Believe It or Not, Existing-Home Sales Were Up in ’09
WHEN prices fall far enough, buyers will appear.
That seems to have been the story of the American housing market in 2009. The number of existing homes that changed hands in 2009 — 4.6 million — was up 5 percent from the previous year. It was the first annual increase since 2005.
But to accomplish that, prices had to be cut sharply. The median sales price was $173,200, compared with $196,600 in 2008.
Adjusted for inflation, that price was the lowest since 1997. As the accompanying chart shows, not since 2005 has the price of the median existing home risen in real dollars.
For those four years, the inflation-adjusted price has fallen 28 percent, something few homeowners thought possible before it happened. They were more used to the previous four years, when the median price outstripped inflation by a total of 27 percent.
The increase in sales was not only because of rising demand. Foreclosures forced many people out of homes, despite government efforts to get banks to restructure mortgages.
Sales of new homes continued to sink, even with help from a tax credit for new homebuyers.
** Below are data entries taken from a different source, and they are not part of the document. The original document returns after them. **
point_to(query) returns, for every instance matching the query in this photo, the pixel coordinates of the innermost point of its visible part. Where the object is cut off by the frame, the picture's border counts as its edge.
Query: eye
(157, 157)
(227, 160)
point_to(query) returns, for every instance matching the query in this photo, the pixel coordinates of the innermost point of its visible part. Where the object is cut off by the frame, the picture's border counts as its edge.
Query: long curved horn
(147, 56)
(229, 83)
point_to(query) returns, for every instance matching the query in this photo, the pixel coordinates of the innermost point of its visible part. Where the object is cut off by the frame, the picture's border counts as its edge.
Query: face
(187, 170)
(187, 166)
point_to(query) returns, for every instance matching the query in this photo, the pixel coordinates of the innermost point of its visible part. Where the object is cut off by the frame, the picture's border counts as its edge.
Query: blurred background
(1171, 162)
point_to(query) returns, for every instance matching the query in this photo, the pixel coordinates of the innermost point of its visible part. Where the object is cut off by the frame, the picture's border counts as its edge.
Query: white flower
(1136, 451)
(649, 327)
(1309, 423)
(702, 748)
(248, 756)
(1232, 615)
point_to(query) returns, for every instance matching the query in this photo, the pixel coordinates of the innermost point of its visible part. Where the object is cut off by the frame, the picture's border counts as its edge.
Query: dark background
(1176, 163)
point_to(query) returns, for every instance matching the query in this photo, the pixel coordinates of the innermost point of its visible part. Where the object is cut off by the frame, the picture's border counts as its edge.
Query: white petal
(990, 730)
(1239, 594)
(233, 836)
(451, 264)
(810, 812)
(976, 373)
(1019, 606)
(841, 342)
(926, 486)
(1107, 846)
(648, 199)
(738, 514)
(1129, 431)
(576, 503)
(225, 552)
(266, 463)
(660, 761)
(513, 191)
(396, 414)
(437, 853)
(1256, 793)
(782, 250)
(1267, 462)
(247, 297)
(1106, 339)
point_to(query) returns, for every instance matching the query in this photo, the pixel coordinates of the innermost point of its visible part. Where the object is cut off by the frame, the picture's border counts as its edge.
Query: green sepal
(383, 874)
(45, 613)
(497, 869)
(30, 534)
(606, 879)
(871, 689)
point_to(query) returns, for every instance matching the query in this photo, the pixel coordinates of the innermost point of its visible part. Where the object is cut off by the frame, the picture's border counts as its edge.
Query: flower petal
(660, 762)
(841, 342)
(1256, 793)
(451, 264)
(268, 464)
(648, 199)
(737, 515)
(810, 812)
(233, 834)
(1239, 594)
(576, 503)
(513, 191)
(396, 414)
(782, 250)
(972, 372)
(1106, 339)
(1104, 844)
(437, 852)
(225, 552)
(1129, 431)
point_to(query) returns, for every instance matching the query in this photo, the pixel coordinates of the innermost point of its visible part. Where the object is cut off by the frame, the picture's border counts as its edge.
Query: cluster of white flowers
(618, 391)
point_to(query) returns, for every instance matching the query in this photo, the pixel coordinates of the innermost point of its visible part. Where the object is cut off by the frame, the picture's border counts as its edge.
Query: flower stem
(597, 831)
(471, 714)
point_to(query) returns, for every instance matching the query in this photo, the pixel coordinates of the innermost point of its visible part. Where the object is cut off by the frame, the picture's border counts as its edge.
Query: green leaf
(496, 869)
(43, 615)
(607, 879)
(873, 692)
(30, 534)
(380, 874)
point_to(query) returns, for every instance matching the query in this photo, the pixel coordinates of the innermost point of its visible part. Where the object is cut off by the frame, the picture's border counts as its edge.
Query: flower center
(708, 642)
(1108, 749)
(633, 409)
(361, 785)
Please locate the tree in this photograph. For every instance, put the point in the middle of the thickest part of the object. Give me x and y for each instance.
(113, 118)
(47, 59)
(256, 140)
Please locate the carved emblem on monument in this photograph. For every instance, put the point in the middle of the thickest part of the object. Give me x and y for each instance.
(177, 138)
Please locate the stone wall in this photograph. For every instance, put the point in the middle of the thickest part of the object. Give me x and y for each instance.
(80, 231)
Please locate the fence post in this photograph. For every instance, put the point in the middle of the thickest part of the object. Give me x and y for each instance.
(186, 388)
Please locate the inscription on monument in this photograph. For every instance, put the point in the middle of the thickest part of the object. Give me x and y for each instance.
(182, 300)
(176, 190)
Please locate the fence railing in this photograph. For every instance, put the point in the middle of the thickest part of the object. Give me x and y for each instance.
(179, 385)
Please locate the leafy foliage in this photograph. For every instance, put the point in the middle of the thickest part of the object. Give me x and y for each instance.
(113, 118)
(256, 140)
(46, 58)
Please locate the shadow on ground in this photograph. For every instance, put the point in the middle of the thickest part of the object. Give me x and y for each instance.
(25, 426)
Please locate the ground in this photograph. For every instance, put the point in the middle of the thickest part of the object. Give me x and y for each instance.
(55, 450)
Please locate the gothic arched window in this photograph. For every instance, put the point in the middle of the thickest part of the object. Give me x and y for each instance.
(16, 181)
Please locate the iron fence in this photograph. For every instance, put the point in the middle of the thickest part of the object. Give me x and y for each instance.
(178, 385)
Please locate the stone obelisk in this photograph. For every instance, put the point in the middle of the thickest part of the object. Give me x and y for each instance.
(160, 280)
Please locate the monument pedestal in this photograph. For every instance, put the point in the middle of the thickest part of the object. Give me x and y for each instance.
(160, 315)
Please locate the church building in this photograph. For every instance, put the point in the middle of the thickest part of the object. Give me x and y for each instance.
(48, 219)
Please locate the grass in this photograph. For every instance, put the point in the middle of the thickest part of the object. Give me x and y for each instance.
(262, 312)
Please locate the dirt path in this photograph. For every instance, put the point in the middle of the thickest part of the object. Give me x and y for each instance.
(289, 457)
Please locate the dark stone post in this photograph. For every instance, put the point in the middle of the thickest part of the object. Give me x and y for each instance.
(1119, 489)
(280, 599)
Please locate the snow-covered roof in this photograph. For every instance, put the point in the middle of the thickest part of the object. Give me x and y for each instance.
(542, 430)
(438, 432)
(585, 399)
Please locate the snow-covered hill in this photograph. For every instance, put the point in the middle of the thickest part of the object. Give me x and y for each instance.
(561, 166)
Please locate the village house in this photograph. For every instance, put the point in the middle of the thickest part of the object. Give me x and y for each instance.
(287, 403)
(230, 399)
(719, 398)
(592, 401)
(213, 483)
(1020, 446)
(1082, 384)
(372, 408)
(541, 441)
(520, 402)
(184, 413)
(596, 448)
For the year, just 373,000 new single-family homes were sold, the lowest total since the government began keeping count in 1963.
That appears to have been caused, as much as anything, by the excess supply of such homes. It is taking a long time to work that off, and in some communities it may never be worked off, as foreclosures and partly built homes make some neighborhoods unattractive for all but the most desperate.
New-home sales have always been volatile, rising when the economy is strong and interest rates are low, and declining when one or both of those factors are absent. But those ups and downs tended to balance out.
Over every 10-year period from the 1960s to the late 1990s, annual sales of new homes averaged from about 540,000 homes to 650,000 homes. But after that, the figure began to climb steadily. The recession of 2001 hardly made a dent in sales, as the Federal Reserve slashed interest rates.
The 10-year average peaked in 2006 at 995,000 homes. Even after the disastrous performance in 2009, the 10-year figure is still over 900,000.
Prices of new homes have come down as well as those of existing homes, but not as rapidly. That, too, may have held sales back. Adjusted for inflation, the median price of a new home in 2009 was 18 percent below the 2005 figure, compared with the 28 percent drop for existing home prices.
The supply of completed but unsold new homes ended 2009 at 99,000. That is half the peak level reached in early 2008, but many of those homes no longer look new. On average, it has been more than 13 months since they were completed.
In the accompanying charts, there may be hope to be found from the early 1980s, when the plunge in sales was comparable to this one. When the economy finally picked up, home sales skyrocketed from pent-up demand.
Perhaps that will happen again. The big difference, however, is in prices. While inflation-adjusted prices declined during that downturn, high inflation meant that nominal prices did not. Unlike now, few homeowners owed more than their houses were worth. That is why some economists think a way must be found to reduce the amounts owed by some homeowners.